Authors: Azencott et al. Date: 2013

paper

  • Genome-wide association studies use genomic sequences from multiple individuals for which a given phenotype is known to compute the degree to which a given single-nucleotide polymorphism is associated to the phenotype.
  • Usually, the association is expressed as a p-value.
  • Typically, combinations of SNPs are involved in the phenotype, however p-values are known only for individual SNPs.
  • Testing all possible combinations of SNPs is computationally prohibitive, so we need some priors to limit the search space.
  • In this work, network-based priors are explored.
  • A network-based prior only considers combinations of SNPs according to some underlying interaction criterion (e.g. only consider SNPs that correspond to genes known to share a physical interaction)
  • We can think of this process as taking a biological network (Gene-gene interaction network) and introducing the p-value as a feature in each node.
  • The task is then to find a connected subgraph such that the sum of p-valued (additive assumption) is maximal.
  • Here, the p-value of a node is denoted as $c_i$
  • From these criteria we get the following optimization problem for a network of $n$ SNPs
\[argmax_{f \in \{0, 1\}^n} c^Tf - \lambda f^TLf - \eta || f ||_0\]

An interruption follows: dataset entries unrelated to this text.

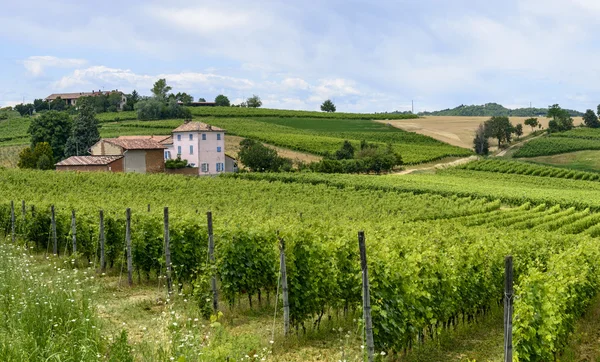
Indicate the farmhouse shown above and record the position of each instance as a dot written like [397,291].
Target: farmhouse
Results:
[142,155]
[200,144]
[71,98]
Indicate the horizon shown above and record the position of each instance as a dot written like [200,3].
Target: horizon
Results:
[295,57]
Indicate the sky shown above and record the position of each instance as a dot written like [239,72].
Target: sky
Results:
[367,56]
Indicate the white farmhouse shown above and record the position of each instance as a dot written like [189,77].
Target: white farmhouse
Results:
[201,144]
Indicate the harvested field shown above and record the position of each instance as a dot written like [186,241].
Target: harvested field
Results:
[455,130]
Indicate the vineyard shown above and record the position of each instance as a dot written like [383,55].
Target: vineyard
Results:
[525,168]
[433,260]
[577,139]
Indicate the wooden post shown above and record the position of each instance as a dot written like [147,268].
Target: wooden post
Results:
[168,252]
[508,307]
[101,237]
[128,242]
[54,239]
[366,297]
[286,302]
[211,258]
[74,231]
[12,221]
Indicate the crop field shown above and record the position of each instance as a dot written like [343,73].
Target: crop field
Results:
[439,251]
[556,143]
[455,130]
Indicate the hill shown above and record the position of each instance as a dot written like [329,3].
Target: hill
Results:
[494,109]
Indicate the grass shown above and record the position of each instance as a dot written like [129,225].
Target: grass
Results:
[580,160]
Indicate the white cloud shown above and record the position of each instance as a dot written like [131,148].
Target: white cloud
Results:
[35,65]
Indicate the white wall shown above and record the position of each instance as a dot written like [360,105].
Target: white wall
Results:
[205,151]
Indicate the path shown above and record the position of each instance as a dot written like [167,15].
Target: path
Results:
[458,162]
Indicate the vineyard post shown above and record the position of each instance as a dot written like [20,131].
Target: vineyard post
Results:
[168,252]
[74,231]
[508,307]
[366,296]
[54,239]
[211,256]
[286,303]
[128,241]
[102,259]
[12,220]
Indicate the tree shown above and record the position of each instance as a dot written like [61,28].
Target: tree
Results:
[498,127]
[40,157]
[346,152]
[184,98]
[222,101]
[561,119]
[531,122]
[480,143]
[259,158]
[58,104]
[254,101]
[590,119]
[84,131]
[328,106]
[160,89]
[52,127]
[519,130]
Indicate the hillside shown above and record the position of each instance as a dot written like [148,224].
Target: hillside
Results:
[494,109]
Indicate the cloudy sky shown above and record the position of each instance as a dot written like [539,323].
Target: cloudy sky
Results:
[365,55]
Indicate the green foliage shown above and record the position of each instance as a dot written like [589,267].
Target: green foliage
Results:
[493,109]
[52,127]
[160,89]
[259,158]
[254,101]
[176,163]
[84,130]
[328,106]
[561,119]
[480,142]
[591,119]
[222,101]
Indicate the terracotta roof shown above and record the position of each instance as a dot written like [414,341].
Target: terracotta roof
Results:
[88,160]
[76,95]
[156,138]
[197,127]
[135,143]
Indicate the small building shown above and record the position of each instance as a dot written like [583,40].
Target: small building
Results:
[91,163]
[142,155]
[71,98]
[201,144]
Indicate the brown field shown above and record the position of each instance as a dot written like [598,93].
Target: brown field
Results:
[456,130]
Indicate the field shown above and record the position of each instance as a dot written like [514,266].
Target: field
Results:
[289,131]
[457,131]
[433,244]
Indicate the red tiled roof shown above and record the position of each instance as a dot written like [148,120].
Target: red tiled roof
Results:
[88,160]
[197,127]
[135,143]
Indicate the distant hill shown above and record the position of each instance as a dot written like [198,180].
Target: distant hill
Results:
[494,109]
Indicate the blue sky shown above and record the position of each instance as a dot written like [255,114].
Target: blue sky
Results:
[365,55]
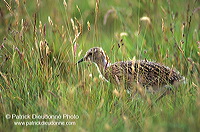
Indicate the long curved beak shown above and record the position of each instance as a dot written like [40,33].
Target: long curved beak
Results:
[81,60]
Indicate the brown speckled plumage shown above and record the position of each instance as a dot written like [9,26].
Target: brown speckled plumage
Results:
[146,73]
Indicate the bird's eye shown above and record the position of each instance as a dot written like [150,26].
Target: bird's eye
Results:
[90,53]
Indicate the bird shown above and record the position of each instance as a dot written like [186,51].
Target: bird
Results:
[149,75]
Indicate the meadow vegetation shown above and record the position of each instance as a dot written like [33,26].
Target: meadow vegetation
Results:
[41,40]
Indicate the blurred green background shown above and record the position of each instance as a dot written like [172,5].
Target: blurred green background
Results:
[41,40]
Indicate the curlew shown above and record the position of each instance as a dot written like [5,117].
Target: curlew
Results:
[150,75]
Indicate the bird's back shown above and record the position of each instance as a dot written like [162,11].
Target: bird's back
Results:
[146,73]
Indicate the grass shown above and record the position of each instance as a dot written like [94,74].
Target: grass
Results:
[42,40]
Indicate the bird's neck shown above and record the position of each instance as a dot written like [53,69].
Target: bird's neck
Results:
[102,65]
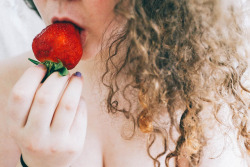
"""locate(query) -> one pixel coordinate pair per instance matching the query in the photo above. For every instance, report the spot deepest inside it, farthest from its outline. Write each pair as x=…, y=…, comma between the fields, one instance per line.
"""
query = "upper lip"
x=66, y=19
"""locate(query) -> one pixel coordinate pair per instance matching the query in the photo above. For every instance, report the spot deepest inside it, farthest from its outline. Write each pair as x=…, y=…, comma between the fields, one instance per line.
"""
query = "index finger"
x=23, y=92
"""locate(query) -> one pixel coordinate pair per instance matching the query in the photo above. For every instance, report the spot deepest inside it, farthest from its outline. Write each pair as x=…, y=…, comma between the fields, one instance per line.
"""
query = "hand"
x=48, y=121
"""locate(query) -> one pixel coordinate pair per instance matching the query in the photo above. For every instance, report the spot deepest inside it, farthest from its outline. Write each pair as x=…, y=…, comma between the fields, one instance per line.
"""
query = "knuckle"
x=12, y=131
x=43, y=97
x=73, y=150
x=19, y=95
x=69, y=106
x=55, y=149
x=33, y=145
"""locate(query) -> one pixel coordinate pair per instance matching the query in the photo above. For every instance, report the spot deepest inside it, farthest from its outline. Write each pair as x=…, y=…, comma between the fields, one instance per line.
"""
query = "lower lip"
x=83, y=37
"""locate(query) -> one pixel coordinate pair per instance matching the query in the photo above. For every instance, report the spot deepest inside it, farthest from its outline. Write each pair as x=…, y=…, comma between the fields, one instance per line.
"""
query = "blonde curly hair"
x=180, y=54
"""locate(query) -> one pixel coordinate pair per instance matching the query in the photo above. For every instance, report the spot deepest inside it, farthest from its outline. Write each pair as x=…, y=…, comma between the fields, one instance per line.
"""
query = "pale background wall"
x=18, y=27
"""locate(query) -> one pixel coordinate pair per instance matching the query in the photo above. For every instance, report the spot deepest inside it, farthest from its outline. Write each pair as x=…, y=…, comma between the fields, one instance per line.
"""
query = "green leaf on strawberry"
x=52, y=67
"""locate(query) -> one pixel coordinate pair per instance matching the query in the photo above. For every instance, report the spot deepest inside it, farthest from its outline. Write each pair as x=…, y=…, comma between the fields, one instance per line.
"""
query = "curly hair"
x=180, y=56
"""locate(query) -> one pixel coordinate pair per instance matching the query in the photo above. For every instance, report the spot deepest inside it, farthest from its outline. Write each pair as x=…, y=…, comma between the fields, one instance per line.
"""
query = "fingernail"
x=41, y=66
x=78, y=74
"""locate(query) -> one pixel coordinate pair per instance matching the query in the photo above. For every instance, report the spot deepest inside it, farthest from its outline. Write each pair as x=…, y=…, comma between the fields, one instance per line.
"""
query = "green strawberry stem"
x=52, y=67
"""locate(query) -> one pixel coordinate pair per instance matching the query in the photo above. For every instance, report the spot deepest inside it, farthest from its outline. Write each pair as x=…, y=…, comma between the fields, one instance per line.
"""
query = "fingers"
x=45, y=102
x=66, y=110
x=23, y=92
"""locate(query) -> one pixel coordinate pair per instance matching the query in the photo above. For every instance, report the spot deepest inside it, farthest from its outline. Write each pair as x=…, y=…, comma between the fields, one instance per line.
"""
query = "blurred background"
x=18, y=26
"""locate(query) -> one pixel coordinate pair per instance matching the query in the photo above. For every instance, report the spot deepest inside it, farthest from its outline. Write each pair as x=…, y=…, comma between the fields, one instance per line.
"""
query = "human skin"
x=51, y=123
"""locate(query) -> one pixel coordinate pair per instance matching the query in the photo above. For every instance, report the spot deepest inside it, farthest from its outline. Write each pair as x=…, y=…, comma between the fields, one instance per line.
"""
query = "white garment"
x=18, y=26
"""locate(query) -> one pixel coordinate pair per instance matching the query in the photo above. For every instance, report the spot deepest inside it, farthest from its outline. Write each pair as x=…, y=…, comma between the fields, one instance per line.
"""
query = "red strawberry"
x=58, y=47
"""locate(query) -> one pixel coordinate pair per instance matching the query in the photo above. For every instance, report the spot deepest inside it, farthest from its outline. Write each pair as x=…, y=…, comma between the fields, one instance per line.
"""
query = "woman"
x=170, y=71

where $f_i$ is 1 if node $i$ is selected and 0 otherwise. The first term controls the additive significance of the seleted nodes, the second term penalizes disconnected subgraphs since it depends on the graph Laplacian $L$, and the final term is a sparsity constraint since the additive term will encourage selecting all nodes.

  • By rewriting some terms, the optimization is expressed as a min-cut problem over the same graph with two auxilliary nodes inserted $s, t$.
  • $s$ is connected to all nodes with a p-value above a threshold $\eta$ and $t$ to all nodes below the threshold.
  • Min-cut max flow solvers can then be used and the resulting $f$ tells us which nodes were selected.